Sono da condannare ma sono da assolvere un minuto dopo. E, forse, persino da premiare col senno di poi, davanti ai fatti di cronaca. Sono i ragazzi di Ultima Generazione a cui si possono aggiungere tutti quelli delle ultime generazioni che stanno combattendo una battaglia per l’ambiente e la salvaguardia del pianeta. Protestano, ma molti di loro sono a spalare fango in Romagna. Scienza e natura stanno dalla loro parte. La politica, invece, si volta dall’altra, oppure li condanna perché, con gesti non condivisibili, imbrattano i monumenti con vernice lavabile o gettano nelle fontane carbone vegetale, facendo meno danni di quanti ne fa lo smog (dice l’ambientalista Mario Tozzi).

Resta il gesto. Sicuramente non condivisibile e da condannare in sé, ma dirompente in un mondo assonnato sul tema e coinvolto solo a parole nella difesa dell’ambiente. In ogni programma di ogni governo che si è presentato alle Camere negli ultimi 30 anni il tema dell’ambiente è sempre stato al primo posto, salvo poi scivolare all’ultimo nei fatti concreti come l’alluvione in Romagna con 15 morti, 36 mila sfollati e miliardi di danni.
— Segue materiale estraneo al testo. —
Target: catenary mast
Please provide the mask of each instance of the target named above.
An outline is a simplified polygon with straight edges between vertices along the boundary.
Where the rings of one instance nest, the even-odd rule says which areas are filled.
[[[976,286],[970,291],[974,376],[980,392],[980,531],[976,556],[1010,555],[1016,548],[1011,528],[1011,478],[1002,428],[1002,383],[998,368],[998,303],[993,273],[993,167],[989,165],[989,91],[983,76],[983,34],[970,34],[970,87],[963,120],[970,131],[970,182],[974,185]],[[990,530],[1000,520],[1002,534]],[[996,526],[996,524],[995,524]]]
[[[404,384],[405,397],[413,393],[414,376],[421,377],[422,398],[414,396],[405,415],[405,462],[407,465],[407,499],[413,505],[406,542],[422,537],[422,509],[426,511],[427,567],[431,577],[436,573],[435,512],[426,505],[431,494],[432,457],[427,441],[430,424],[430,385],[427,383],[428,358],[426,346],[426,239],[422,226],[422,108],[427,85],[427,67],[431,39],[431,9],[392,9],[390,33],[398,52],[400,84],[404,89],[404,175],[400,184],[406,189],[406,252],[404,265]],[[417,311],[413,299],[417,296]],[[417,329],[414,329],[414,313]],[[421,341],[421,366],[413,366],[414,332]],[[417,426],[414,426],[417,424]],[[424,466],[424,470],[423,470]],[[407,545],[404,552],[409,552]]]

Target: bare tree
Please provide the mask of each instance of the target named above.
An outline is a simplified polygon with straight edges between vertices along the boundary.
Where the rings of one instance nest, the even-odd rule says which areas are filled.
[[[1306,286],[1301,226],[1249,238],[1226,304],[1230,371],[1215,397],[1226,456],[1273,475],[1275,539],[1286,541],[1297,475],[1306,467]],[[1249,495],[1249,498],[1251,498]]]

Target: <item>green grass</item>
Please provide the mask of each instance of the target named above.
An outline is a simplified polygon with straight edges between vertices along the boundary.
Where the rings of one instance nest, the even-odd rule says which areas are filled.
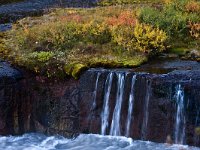
[[[199,23],[199,13],[186,5],[181,10],[174,2],[162,8],[121,4],[56,9],[22,19],[0,35],[0,57],[40,75],[77,79],[91,67],[137,67],[166,50],[182,56],[199,49],[199,31],[194,28],[193,37],[188,26],[189,20]]]
[[[1,0],[0,1],[0,5],[9,4],[9,3],[15,3],[15,2],[20,2],[20,1],[24,1],[24,0]]]

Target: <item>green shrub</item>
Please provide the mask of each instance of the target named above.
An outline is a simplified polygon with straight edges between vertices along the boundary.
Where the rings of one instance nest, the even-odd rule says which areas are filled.
[[[86,31],[87,41],[93,44],[106,44],[111,41],[111,32],[104,23],[91,23]]]
[[[38,62],[47,62],[54,56],[52,52],[33,52],[29,54],[29,58]]]
[[[150,25],[137,24],[133,27],[118,26],[112,32],[113,42],[124,51],[137,51],[156,54],[165,49],[167,35],[159,28]]]
[[[150,25],[137,24],[134,28],[135,48],[148,53],[157,54],[165,50],[167,35],[159,28]]]
[[[167,32],[171,37],[185,37],[189,35],[188,22],[199,22],[198,13],[186,12],[186,0],[173,0],[162,10],[145,7],[141,10],[140,21]]]

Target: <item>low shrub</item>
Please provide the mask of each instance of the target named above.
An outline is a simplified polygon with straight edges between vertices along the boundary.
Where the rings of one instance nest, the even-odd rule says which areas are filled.
[[[192,1],[188,3],[186,0],[172,0],[162,10],[145,7],[140,11],[139,18],[143,23],[166,31],[172,38],[185,37],[189,35],[188,22],[200,22],[199,13],[188,12],[191,3]]]
[[[112,32],[113,42],[124,51],[156,54],[165,50],[167,35],[159,28],[146,24],[136,24],[134,28],[118,26]]]

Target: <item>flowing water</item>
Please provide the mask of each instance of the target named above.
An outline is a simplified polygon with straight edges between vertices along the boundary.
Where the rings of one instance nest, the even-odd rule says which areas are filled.
[[[146,139],[147,135],[147,125],[148,125],[148,118],[149,118],[149,100],[151,95],[151,82],[146,81],[146,96],[145,96],[145,104],[144,104],[144,116],[143,116],[143,123],[142,123],[142,133],[141,138],[142,140]]]
[[[105,135],[106,134],[106,129],[108,127],[108,117],[109,117],[109,97],[110,97],[110,91],[111,91],[111,86],[112,86],[112,80],[113,80],[113,74],[114,73],[109,73],[106,79],[105,83],[105,91],[104,91],[104,105],[103,105],[103,110],[101,114],[101,134]]]
[[[95,109],[96,107],[96,97],[97,97],[97,88],[98,88],[98,82],[99,82],[99,77],[100,77],[101,73],[98,72],[97,74],[97,79],[96,79],[96,83],[95,83],[95,89],[94,89],[94,92],[93,92],[93,104],[92,104],[92,110]]]
[[[0,137],[0,149],[6,150],[200,150],[197,147],[134,141],[119,136],[82,134],[75,139],[43,134]]]
[[[123,101],[124,85],[125,85],[125,74],[117,73],[118,86],[117,86],[117,98],[116,105],[113,113],[110,135],[120,136],[120,117],[121,117],[121,107]]]
[[[133,112],[133,107],[134,107],[135,80],[136,80],[136,75],[132,77],[132,81],[131,81],[131,92],[129,95],[129,107],[128,107],[128,115],[127,115],[127,120],[126,120],[126,137],[129,137],[130,125],[132,121],[132,112]]]
[[[176,123],[175,123],[175,143],[184,144],[185,140],[185,114],[184,114],[184,90],[179,84],[176,87]]]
Dobbiamo essere onesti, almeno intellettualmente. Non possiamo dare la colpa dell’ultima tragedia, come delle altre, al destino cinico e baro. È vero, è caduta tanta, troppa pioggia tutta insieme. Ma ha trovato, con una cinica battuta, terreno fertile anche per colpa delle mancanze dell’uomo.
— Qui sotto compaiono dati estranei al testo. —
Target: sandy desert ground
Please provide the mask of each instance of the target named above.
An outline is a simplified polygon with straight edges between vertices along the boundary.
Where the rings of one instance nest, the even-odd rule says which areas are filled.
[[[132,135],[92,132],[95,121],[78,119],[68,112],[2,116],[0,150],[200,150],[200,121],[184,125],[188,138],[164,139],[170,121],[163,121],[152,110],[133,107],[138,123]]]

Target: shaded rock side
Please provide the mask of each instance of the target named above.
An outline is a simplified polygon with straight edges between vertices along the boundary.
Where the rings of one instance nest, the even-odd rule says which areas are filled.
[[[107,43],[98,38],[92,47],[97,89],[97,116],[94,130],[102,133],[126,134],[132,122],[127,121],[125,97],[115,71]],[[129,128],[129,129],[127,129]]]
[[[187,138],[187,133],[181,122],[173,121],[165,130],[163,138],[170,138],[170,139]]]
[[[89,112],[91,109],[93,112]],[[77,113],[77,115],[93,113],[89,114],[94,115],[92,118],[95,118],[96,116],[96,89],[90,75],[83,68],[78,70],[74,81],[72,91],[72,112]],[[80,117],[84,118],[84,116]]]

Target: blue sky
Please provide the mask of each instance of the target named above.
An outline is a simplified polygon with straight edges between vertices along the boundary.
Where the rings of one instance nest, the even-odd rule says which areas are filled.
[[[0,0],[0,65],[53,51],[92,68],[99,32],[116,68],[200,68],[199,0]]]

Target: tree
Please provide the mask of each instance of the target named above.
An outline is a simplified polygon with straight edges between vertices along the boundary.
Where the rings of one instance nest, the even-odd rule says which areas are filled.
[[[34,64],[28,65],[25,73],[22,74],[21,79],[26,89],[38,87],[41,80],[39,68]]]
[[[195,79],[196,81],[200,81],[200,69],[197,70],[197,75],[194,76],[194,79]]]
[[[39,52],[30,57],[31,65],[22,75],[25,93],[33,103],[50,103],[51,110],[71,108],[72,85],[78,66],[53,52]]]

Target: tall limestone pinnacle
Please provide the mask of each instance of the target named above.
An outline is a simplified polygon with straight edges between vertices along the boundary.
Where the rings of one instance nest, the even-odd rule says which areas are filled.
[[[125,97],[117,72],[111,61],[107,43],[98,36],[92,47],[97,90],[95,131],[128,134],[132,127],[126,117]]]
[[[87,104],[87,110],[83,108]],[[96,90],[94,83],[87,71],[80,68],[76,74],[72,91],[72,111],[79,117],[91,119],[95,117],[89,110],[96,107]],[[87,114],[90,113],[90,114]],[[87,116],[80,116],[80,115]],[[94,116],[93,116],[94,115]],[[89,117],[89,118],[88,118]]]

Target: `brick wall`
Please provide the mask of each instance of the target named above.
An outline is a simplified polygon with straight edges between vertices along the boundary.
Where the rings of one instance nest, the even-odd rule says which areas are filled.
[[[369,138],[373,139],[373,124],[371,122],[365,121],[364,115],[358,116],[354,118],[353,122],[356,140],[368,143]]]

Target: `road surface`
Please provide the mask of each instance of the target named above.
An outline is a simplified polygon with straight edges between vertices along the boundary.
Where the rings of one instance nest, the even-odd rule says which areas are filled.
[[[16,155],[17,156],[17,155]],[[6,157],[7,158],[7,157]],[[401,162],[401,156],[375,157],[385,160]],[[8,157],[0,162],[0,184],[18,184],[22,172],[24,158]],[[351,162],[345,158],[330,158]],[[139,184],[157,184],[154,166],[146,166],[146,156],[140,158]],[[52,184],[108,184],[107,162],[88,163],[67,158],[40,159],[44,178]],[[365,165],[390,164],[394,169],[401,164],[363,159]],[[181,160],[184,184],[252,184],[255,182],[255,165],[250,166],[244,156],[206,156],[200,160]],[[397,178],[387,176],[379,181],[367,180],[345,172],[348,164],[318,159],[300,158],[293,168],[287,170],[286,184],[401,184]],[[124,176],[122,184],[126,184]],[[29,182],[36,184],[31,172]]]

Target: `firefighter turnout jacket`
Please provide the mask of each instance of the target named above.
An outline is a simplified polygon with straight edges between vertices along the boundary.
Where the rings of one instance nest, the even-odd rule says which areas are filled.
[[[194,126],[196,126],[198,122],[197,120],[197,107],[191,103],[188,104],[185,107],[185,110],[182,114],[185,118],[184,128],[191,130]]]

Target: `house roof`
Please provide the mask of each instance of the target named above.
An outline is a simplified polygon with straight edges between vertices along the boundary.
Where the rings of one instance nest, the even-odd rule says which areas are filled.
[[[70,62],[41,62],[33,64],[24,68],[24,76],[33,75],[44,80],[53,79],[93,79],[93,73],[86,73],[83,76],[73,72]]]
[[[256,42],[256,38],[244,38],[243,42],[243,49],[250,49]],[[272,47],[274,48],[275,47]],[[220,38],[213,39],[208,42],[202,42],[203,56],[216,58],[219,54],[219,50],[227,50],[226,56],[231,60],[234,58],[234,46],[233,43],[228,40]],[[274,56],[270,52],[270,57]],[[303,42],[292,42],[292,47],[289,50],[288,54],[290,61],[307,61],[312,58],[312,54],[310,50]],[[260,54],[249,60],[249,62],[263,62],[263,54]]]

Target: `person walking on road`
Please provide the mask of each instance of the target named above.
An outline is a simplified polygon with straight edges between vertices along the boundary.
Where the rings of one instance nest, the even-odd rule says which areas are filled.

Gli ultimi 30 anni sono legati da una striscia di disastri. Paolo Biondani li ha messi in fila: Alessandria (1994), Sarno e Quindici (1998), Nord del Piemonte e Valle d’Aosta (2000), Valcanale in Friuli (2003), Cavallerizzo di Cerzeto (2005), Messina (2009), Borca di Cadore (2009), Montaguto (2010), Val di Vara, Cinque Terre e Lunigiana (2011), Alta Val d’Isarco (2012), Genova (2011 e 2014), San Vito di Cadore (2015), Madonna del Monte (2019), Chiesa in Valmalenco (2020), Senigallia (2014 e 2022), Ischia (2022), Emilia-Romagna (2023).
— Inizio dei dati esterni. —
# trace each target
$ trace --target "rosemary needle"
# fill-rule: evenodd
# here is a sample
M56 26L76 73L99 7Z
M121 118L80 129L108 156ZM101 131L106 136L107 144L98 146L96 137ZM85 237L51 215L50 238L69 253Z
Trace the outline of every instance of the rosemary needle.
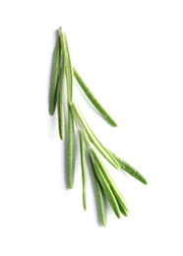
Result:
M130 175L132 175L133 177L135 177L136 179L138 179L139 181L141 181L142 183L144 183L145 185L148 184L147 179L137 170L135 169L132 165L130 165L128 162L126 162L125 160L123 160L122 159L120 159L119 157L117 157L114 153L112 153L111 151L109 151L114 158L118 160L120 166L122 169L124 169L126 172L128 172Z
M98 112L100 112L100 114L108 121L108 123L110 123L112 126L117 126L117 123L114 121L114 119L109 115L109 113L104 109L104 107L100 104L98 99L96 99L96 97L85 84L76 68L74 67L73 69L76 80L78 81L79 85L81 86L82 90L84 91L88 98L91 100L91 102L95 106Z
M89 160L90 160L91 167L92 167L92 174L93 174L94 184L95 184L95 188L96 188L101 224L103 226L105 226L106 225L106 202L105 202L104 191L96 177L96 174L94 172L94 166L92 164L92 160L90 155L89 155Z
M74 186L75 178L75 127L71 107L68 104L68 149L69 149L69 188Z
M105 150L105 147L99 142L99 140L96 140L96 136L93 136L93 133L92 132L91 128L89 128L89 125L87 121L84 119L83 115L81 115L81 112L79 111L79 108L75 105L75 103L72 104L72 109L74 113L78 116L82 126L86 130L90 141L98 149L98 151L103 155L103 157L115 167L120 168L120 165L118 161L115 160L115 158L110 154L108 151Z
M81 163L82 163L82 178L83 178L83 205L87 210L87 168L86 168L86 153L85 153L85 141L84 134L79 131L80 137L80 151L81 151Z
M64 41L63 32L61 28L59 29L59 34L61 42ZM64 121L64 78L65 78L65 49L64 43L61 43L61 71L58 81L58 90L57 90L57 108L58 108L58 126L60 139L65 138L65 121Z
M115 185L112 177L110 176L108 170L106 169L105 165L103 164L102 160L99 159L99 157L96 155L96 153L93 151L92 153L94 155L95 160L98 164L98 166L100 167L101 172L103 173L107 183L109 184L114 196L116 197L116 200L118 202L119 208L122 212L122 214L124 216L127 216L129 209L128 206L121 194L121 192L119 191L119 189L117 188L117 186Z
M64 33L64 42L65 42L65 53L66 53L66 79L67 79L67 87L68 87L68 100L69 104L73 103L73 65L71 61L71 55L69 50L69 45L67 41L67 36Z
M97 161L95 160L95 157L93 155L93 150L91 151L91 158L92 158L92 163L94 166L94 172L96 174L96 177L97 177L99 183L101 184L114 213L116 214L117 218L120 218L120 209L119 209L118 203L117 203L116 198L115 198L108 182L106 181Z
M58 35L56 45L55 45L55 52L54 52L52 84L51 84L50 98L49 98L50 115L54 114L56 108L56 93L57 93L57 85L58 85L60 68L61 68L61 41L60 41L60 36Z

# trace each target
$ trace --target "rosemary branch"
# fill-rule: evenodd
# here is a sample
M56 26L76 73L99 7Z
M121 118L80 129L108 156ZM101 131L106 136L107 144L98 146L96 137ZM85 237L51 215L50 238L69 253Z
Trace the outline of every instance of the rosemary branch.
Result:
M99 157L99 153L115 167L122 168L129 174L140 180L144 184L148 184L147 179L128 162L117 157L113 152L107 149L93 133L86 118L82 114L80 108L74 102L74 77L82 90L100 112L100 114L112 125L117 126L114 119L108 114L101 103L96 99L92 91L85 84L76 68L73 67L69 45L65 32L59 29L59 35L57 37L54 64L52 74L52 84L49 98L49 113L54 114L57 106L58 112L58 127L60 139L65 137L65 113L64 113L64 86L65 79L67 84L67 105L68 105L68 180L69 188L73 188L75 179L75 124L78 130L81 151L81 165L82 165L82 179L83 179L83 206L87 210L87 159L91 162L91 169L93 173L95 189L97 192L97 201L99 206L99 213L101 224L106 225L106 200L109 201L117 218L120 218L121 213L124 216L128 215L129 208L125 202L121 192L116 186L114 180L109 174L103 161ZM97 151L96 151L97 150ZM99 152L99 153L98 153ZM88 156L88 158L87 158Z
L’Italia, per natura, ha un territorio ad alto rischio di alluvioni, smottamenti (con più di un quarto del totale delle frane censite in Europa), terremoti, erosioni costiere, eruzioni vulcaniche. E addirittura, come racconta Erasmo D’Angelis, molte località hanno scritto il loro destino nel toponimo. Uno su tutti: Vajont, che nel dialetto locale significa, Va giù. Senza contare che la frana assassina fu causata dal crollo non della diga ma del versante del Monte Toc che sta per “marcio” o “in bilico”.

L’inarrestabile consumo del suolo è una delle cause della sconfitta che la natura ci sta infliggendo. Il fenomeno di impermeabilizzazione, attraverso l’immissione di materiali artificiali (asfalto, calcestruzzo), come racconta il rapporto 2022 Sistema Nazionale per la Protezione dell’Ambiente, è la principale ragione del degrado ambientale che si sta verificando in Europa.

L’Emilia-Romagna, dopo la Lombardia e il Veneto e subito prima del Piemonte, come ci ricorda Luigi Balestra, è la regione in cui si è avuto il maggiore incremento netto di suolo consumato nel 2021 (+ 658 ettari). In queste quattro regioni, con la maggiore concentrazione di attività produttive si dà prevalenza assoluta, a scapito della tutela dell’ambiente e della sicurezza, all’espansione di aree industriali e commerciali. Un paradosso se si pensa che la Costituzione è stata di recente modificata agli articoli 9 e 41. Si è stabilito che è compito della Repubblica provvedere alla tutela dell’ambiente anche nell’interesse delle future generazioni. Che, per fortuna, hanno tutta l’intenzione di farla valere.